High-Resolution Melting PCR to Determine Sequence Variations in Mutant DNA Sequences

High-resolution melting polymerase chain reaction, HRM-PCR, detects double-stranded DNA, dsDNA sequence variations with high precision.

Begin with a master mix containing inactive Taq polymerase, deoxyribonucleotide triphosphates — dNTPs — and the fluorescent reporter dye. Add the forward and reverse primers. Pipette the mixture to a PCR plate's wells.

Add the dsDNA template. Seal the plate, preventing mixture evaporation. Begin the PCR.

The high denaturing temperature denatures dsDNA to single-stranded DNA, ssDNA, and activates the polymerase. The reaction is then cooled to the annealing temperature, facilitating forward and reverse primer binding to ssDNAs via site-specific complementary base pairing.

Activated polymerase gets recruited, extending the DNA-primer duplex by dNTP addition.

The fluorescent reporter dye — a dsDNA-specific dye present in saturating concentrations — intercalates within the entire duplex, fluorescing brightly. The duplex undergoes multiple PCR cycles, producing several variant-containing fragments.

Post-PCR, perform melt curve analysis by re-rising the reaction temperature steadily over time.
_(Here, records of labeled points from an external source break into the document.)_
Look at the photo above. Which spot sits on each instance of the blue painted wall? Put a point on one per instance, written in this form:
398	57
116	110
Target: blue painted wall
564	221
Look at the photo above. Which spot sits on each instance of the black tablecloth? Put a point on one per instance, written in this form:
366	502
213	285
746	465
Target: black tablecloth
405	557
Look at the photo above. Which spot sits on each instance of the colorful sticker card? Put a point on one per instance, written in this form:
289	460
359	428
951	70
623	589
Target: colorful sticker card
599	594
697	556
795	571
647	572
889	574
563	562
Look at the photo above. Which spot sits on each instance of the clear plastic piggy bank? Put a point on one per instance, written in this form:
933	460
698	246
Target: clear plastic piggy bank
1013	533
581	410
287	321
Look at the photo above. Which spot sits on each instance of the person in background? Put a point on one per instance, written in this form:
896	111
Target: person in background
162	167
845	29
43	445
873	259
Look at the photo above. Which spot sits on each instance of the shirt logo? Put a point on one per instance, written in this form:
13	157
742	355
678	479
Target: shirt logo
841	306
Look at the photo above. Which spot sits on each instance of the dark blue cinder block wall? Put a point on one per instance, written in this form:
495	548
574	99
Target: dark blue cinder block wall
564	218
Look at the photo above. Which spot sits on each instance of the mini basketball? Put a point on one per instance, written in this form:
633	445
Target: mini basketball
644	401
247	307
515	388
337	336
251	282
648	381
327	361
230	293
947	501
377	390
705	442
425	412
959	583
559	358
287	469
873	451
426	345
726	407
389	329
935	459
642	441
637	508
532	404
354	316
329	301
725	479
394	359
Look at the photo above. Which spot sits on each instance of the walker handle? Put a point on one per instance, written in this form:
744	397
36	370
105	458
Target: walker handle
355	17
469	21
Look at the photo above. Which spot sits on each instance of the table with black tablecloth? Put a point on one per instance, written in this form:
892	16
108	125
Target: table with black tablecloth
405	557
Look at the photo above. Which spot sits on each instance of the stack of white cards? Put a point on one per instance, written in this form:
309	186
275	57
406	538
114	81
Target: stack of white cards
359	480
Depending on the nucleotide sequence, the variant-containing site may denature first, releasing the dye. As the remaining dye-binding sites are saturated, the dye fails to re-intercalate, reducing fluorescence intensity. Further, dsDNA dissociates into ssDNA upon incremental heating.

Identify the melting temperature, at which half the dsDNA denatures to ssDNA with a sharp fluorescence decrease. A shift in the melt curve of the amplified DNA fragments identifies the sample's nucleotide sequence variations.